Mary Beatrice Davidson Kenner, a black inventor, was born in Monroe, North Carolina in 1912. She started inventing while still in her childhood, and she holds more patents than any other African American woman in history.
Schooling
Mary Kenner went to Dunbar High School and then joined Howard University in 1931 to enhance her creative capabilities. She dropped out of the university due to inability to pay the tuition costs.
Career
Once she dropped out of the university, she took on various odd jobs, but later, she became a federal employee; she kept on tinkering during her free time. She was also a professional florist, and her business was in Washington, D.C. Since patents were expensive to file, she had to save enough money to file hers, and in 1957, she succeeded in filing her first patent.
Inventions
When she was only six years old, she wanted to devise a self-oiling door hinge to fix a squeaky door at her house. Though she dropped the idea later, she did not forget about it, and temporarily shelved it to work on other ideas. She drew up models and build would build them to have a real version of her ideas. In 1924, her family’s move to Washington, D.C., gave her a chance to visit the United States Patent and Trademark Office (USPTO), to find out if others have patented inventions like hers.
Mary Kenner had many inventions, but the most notable is the sanitary belt – it contained a moisture-proof napkin pocket. It was a precursor to the present sanitary pads women use during their menstrual cycle. Unfortunately, because of racism, her invention was not adopted until thirty years later (in 1956).
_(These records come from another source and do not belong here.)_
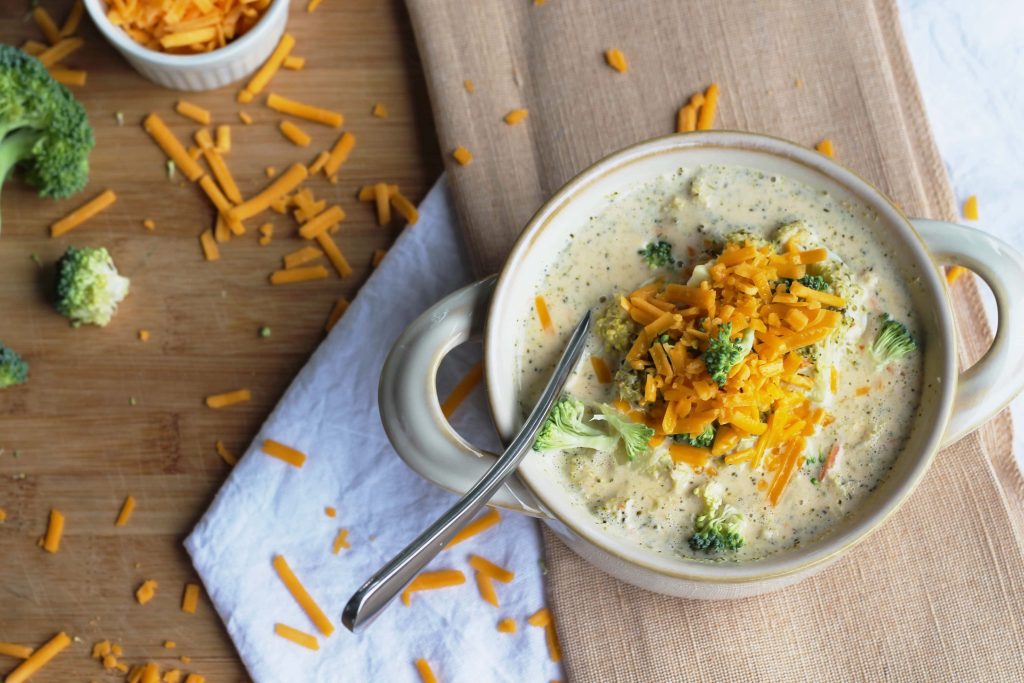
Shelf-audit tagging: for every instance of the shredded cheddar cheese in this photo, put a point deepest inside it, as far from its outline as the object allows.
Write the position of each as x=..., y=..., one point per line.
x=83, y=213
x=126, y=509
x=298, y=637
x=302, y=596
x=146, y=591
x=301, y=274
x=462, y=390
x=426, y=674
x=706, y=118
x=284, y=453
x=516, y=116
x=971, y=208
x=463, y=156
x=54, y=531
x=430, y=581
x=614, y=58
x=478, y=525
x=303, y=111
x=229, y=398
x=163, y=136
x=39, y=658
x=340, y=541
x=304, y=255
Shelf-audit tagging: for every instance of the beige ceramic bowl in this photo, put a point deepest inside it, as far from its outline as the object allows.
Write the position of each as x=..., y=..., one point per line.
x=198, y=72
x=955, y=403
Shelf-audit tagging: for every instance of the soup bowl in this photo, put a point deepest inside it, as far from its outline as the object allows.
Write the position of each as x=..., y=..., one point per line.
x=952, y=402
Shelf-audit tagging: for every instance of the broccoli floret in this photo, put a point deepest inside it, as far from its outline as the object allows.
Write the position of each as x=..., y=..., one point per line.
x=724, y=352
x=892, y=343
x=42, y=127
x=89, y=287
x=630, y=383
x=564, y=428
x=719, y=527
x=635, y=434
x=657, y=254
x=701, y=440
x=13, y=369
x=615, y=328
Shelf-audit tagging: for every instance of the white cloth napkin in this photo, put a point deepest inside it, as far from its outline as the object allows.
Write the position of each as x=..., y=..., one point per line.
x=267, y=508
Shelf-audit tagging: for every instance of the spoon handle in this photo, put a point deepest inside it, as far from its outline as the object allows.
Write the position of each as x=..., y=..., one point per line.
x=374, y=595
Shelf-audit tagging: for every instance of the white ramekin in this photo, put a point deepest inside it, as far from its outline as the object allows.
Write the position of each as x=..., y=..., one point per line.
x=198, y=72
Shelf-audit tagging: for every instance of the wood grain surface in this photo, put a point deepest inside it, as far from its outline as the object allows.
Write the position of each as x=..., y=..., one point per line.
x=72, y=438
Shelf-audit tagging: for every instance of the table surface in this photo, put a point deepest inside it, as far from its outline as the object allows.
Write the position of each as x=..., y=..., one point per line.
x=105, y=415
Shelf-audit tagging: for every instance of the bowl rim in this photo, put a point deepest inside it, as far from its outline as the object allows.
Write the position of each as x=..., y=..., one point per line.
x=123, y=41
x=832, y=545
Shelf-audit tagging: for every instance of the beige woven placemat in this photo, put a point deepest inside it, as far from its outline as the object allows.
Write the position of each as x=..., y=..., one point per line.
x=937, y=594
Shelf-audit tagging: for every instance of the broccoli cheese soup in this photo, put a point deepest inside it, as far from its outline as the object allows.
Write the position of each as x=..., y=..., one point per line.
x=753, y=372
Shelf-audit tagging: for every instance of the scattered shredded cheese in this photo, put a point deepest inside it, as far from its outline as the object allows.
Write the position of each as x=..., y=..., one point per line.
x=194, y=112
x=340, y=541
x=339, y=309
x=462, y=390
x=706, y=119
x=304, y=255
x=971, y=208
x=146, y=591
x=426, y=674
x=516, y=116
x=163, y=136
x=614, y=57
x=302, y=596
x=954, y=273
x=83, y=213
x=282, y=185
x=189, y=599
x=303, y=111
x=54, y=531
x=39, y=658
x=478, y=525
x=285, y=453
x=302, y=274
x=825, y=147
x=224, y=454
x=296, y=636
x=228, y=398
x=126, y=509
x=295, y=134
x=429, y=581
x=270, y=67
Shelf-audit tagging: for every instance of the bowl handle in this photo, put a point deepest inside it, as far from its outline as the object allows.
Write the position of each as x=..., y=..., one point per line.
x=412, y=413
x=986, y=387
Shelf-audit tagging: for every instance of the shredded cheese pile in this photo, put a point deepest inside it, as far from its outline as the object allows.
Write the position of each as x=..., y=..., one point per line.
x=680, y=396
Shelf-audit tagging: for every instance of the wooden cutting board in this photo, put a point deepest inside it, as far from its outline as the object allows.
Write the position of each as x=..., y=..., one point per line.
x=72, y=438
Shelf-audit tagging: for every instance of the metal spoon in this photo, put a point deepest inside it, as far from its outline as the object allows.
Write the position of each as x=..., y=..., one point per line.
x=374, y=595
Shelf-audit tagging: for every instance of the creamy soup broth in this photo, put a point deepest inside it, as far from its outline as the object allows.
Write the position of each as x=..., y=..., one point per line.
x=694, y=209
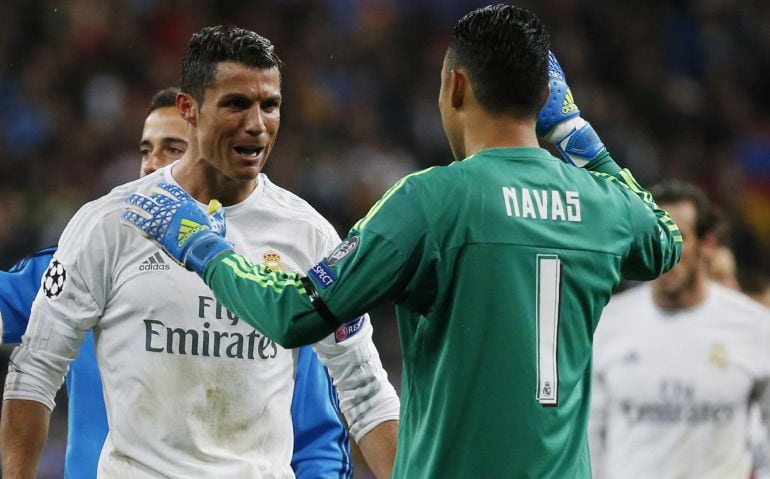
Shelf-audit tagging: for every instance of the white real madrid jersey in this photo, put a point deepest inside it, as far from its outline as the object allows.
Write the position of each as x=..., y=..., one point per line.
x=190, y=390
x=671, y=390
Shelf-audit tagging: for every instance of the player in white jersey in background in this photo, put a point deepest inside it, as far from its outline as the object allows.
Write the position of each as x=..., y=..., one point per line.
x=678, y=364
x=190, y=390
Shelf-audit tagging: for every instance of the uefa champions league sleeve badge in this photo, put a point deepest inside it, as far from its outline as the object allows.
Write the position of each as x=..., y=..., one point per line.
x=53, y=279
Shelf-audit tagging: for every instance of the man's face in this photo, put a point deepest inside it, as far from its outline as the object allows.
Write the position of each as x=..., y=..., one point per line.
x=238, y=121
x=164, y=139
x=682, y=278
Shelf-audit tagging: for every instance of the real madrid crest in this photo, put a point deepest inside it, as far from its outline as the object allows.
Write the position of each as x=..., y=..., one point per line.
x=272, y=260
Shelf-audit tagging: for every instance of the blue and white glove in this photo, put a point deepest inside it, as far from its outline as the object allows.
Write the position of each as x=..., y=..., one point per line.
x=559, y=121
x=172, y=218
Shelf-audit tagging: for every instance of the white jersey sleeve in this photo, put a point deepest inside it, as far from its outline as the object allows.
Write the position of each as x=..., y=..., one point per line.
x=67, y=305
x=367, y=398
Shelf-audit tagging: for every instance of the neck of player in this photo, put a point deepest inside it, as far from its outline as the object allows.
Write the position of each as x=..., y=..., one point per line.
x=204, y=182
x=483, y=131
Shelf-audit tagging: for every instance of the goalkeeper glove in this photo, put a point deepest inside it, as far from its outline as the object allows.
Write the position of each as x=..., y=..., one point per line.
x=173, y=220
x=559, y=121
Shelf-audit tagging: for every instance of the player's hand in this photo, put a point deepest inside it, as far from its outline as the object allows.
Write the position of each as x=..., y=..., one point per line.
x=559, y=121
x=172, y=219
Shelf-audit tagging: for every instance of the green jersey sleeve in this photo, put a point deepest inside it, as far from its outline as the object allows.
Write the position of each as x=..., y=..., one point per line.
x=383, y=255
x=657, y=242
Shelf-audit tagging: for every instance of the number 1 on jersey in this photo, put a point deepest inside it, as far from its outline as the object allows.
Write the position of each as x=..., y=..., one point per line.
x=547, y=309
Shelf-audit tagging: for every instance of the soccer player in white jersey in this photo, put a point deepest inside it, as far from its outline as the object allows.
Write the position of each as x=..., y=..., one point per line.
x=678, y=364
x=190, y=390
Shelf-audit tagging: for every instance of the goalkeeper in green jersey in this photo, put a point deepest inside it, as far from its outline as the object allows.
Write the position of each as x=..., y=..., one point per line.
x=499, y=264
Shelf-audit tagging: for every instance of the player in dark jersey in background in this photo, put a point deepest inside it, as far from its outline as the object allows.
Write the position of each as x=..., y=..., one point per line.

Once she invented the sanitary belt, the first company to be interested in it reached out to her to market her product. Once they found out that she was black, they lost interest. Many other companies followed suit until 1956.
However, this did not deter her from inventing many more household and personal products from 1956 to 1987.
She invented a backwasher that extremely popular in the 1980s. The backwasher could be installed on a shower or a bathtub wall; she patented it in 1987. In 1959, she invented a tray and soft pocket to be attached to a walking frame.
Her other inventions include a toilet paper holder, a portable ashtray, a convertible roof for vehicles to protect passengers from weather ailments, and a sponge tip to stop water from dripping from umbrellas to the floor.
An Inventive Family
Due to her family’s inventive background, her quest for invention was nurtured, and she credited her father for her success in innovation. Her father, Sidney N. Davidson, was a preacher, and he used his free time to invent a traveling clothes press that travelers could use in their suitcase while traveling. Her younger sister, Mildred Davidson, was also an inventor; she patented “Family Treedition” that was a popular board game.
Her grandfather, Robert Phromeberger, invented a tricolor light signal.
None of her five patents proved lucrative because she lived a simple life working as a florist in Washington, D.C. However, she once said that through invention she aimed to make people’s lives easier and did not just focus making on money. Mary Kenner died on January 13, 2006.